Chcielibyśmy, aby pod koniec dekady moce wytwórcze oparte na gazie stanowiły około 15-17 proc. mocy, jakimi będzie dysponował Tauron - powiedział prezes energetycznej grupy Dariusz Lubera.
Ale to nie jedyny powód „postawienia” na energetykę gazową. - Pamiętajmy także że chodzi o kwestie czasu i kosztów. W przypadku czasu budowa siłowni opartej na gaz jest krótszy. W kwestii kosztów mamy także do czynienia z niższymi kosztami – tłumaczy Lubera.

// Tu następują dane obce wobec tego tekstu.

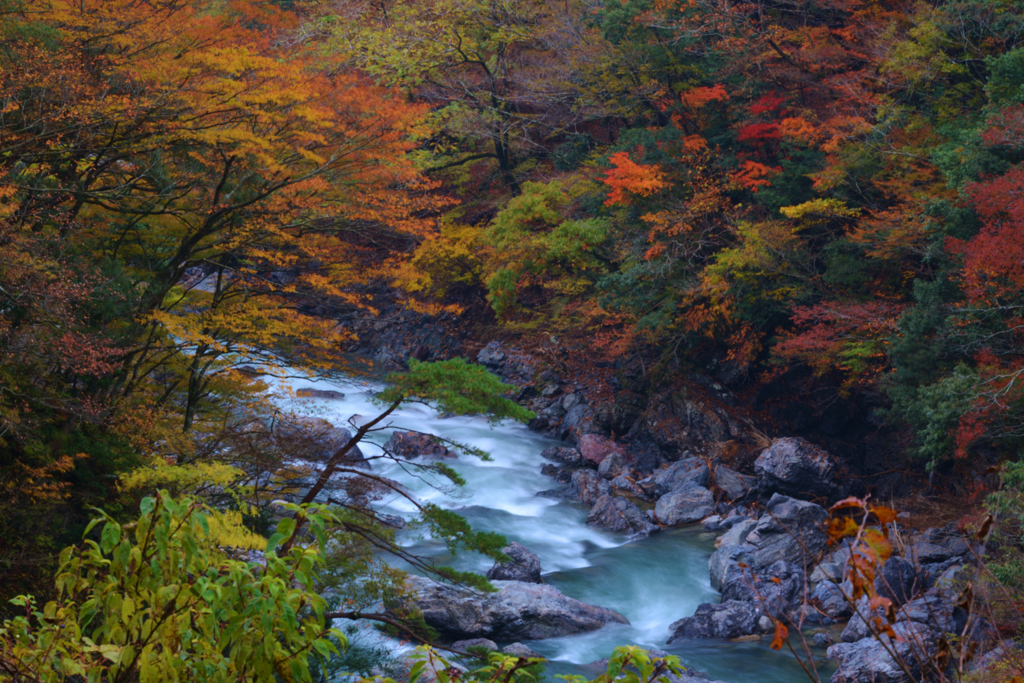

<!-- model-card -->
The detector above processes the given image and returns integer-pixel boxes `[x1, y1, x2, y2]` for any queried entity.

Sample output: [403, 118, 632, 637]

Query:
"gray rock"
[476, 342, 505, 368]
[452, 638, 498, 652]
[541, 446, 583, 467]
[754, 437, 836, 498]
[487, 541, 544, 584]
[587, 496, 659, 536]
[874, 556, 924, 606]
[746, 494, 828, 571]
[295, 388, 345, 400]
[384, 431, 457, 459]
[654, 484, 715, 526]
[827, 622, 939, 683]
[569, 470, 611, 505]
[669, 600, 759, 643]
[404, 577, 629, 641]
[637, 458, 711, 498]
[597, 452, 626, 480]
[722, 560, 806, 618]
[906, 524, 973, 564]
[502, 643, 544, 659]
[715, 465, 758, 501]
[810, 580, 853, 620]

Jak dodaje ważną kwestią jest także sprawa regulacji Unii Europejskich. W sytuacji gdy emisyjne elektrownie będą musiały za to płacić duże kwoty, gazówki jako stosunkowo czyste źródła stały się także bardziej atrakcyjne.
Jak mówi Lubera w 2020 roku roczne zapotrzebowanie na gaz Tauronu w wyniku posiadania elektrowni gazowych może sięgnąć nawet 2 mld m3.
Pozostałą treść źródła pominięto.